Tribunal aponta contradição entre ausência de bens penhoráveis e patrimônio de R$ 2,9 milhões declarado à Justiça Eleitoral em 2020; dívida origina-se de cheques sem fundos emitidos em 2002.
A Primeira Câmara de Direito Privado do Tribunal de Justiça de Mato Grosso (TJMT) manteve as medidas restritivas impostas ao ex-prefeito de Cuiabá Emanuel Pinheiro no âmbito de uma execução judicial que cobra dívida superior a R$ 7,2 milhões. Seguem válidas a suspensão da Carteira Nacional de Habilitação (CNH), a retenção do passaporte e o bloqueio dos cartões de crédito do ex-gestor.
A decisão foi tomada durante análise de recurso apresentado pela defesa de Emanuel contra decisão da 3ª Vara Cível de Cuiabá. O processo cobra valores devidos à empresa Central de Marketing, Comunicação e Propaganda Ltda., decorrentes de cheques sem fundos emitidos em 2002.
O relator, desembargador Ricardo Gomes de Almeida, destacou contradição relevante: Emanuel declarou patrimônio de aproximadamente R$ 2,9 milhões à Justiça Eleitoral durante o processo de 2020, mas nenhum bem passível de penhora foi localizado ao longo de anos de tentativas. Para o colegiado, a discrepância levanta suspeita de ocultação patrimonial. “A declaração de patrimônio milionário à Justiça Eleitoral, desacompanhada da localização de bens penhoráveis na execução, constitui indício relevante de ocultação patrimonial e de resistência ao cumprimento da obrigação”, registrou o acórdão.

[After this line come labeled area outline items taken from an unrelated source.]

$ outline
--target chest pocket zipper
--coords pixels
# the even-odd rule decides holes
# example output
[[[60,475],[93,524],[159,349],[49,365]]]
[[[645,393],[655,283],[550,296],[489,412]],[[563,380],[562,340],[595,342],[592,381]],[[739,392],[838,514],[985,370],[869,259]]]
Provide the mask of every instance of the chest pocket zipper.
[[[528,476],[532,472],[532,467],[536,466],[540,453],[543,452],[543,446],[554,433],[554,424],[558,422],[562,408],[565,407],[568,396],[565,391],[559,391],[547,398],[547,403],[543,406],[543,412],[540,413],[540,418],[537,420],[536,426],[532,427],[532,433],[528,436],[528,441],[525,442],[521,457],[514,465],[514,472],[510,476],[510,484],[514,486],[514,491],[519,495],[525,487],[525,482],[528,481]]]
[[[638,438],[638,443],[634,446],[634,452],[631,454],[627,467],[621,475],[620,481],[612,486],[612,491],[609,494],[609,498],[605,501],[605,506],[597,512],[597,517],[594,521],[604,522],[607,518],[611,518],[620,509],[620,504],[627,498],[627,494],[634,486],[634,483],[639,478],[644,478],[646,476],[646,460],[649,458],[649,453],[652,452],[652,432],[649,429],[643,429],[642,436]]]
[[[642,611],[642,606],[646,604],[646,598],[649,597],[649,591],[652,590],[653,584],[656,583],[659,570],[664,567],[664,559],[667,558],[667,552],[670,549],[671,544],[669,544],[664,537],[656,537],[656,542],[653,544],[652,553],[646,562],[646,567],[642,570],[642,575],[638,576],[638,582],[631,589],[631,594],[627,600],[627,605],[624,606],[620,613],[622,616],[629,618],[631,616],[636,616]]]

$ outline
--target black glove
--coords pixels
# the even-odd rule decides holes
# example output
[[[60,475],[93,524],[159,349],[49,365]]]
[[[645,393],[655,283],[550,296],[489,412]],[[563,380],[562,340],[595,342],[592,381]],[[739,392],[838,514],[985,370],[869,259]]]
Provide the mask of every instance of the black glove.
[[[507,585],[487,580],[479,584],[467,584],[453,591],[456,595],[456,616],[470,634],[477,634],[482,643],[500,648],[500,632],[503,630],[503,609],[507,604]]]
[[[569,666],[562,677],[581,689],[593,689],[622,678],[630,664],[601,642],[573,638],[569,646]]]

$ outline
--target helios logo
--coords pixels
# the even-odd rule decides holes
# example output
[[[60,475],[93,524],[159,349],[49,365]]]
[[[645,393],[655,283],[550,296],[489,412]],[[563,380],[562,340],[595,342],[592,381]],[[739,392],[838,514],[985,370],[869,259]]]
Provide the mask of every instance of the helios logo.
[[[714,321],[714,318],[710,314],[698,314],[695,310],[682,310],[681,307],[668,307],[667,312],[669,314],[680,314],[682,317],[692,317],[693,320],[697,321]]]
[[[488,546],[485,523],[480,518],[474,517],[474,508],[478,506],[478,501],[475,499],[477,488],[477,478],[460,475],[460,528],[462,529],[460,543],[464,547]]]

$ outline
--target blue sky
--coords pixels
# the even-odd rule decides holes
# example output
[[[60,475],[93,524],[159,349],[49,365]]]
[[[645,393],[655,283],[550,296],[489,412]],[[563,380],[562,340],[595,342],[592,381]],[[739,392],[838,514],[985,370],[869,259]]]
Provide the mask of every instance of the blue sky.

As medidas aplicadas são as chamadas restrições executivas atípicas, mecanismo previsto para pressionar devedores quando os meios tradicionais de cobrança se mostram ineficazes. A defesa argumentou que as restrições ferem direitos fundamentais, especialmente a liberdade de locomoção e a dignidade da pessoa humana. O argumento não foi acolhido. Para o relator, a suspensão da CNH e a retenção do passaporte não suprimem o direito de ir e vir, funcionando como instrumentos legítimos para garantir a efetividade da prestação jurisdicional, podendo ser reavaliadas diante de necessidade profissional, médica ou familiar comprovada.
O entendimento segue jurisprudência consolidada pelo Superior Tribunal de Justiça, que admite medidas coercitivas excepcionais quando esgotadas todas as formas convencionais de localização de patrimônio. Emanuel permanecerá submetido às restrições enquanto a execução da dívida prosseguir.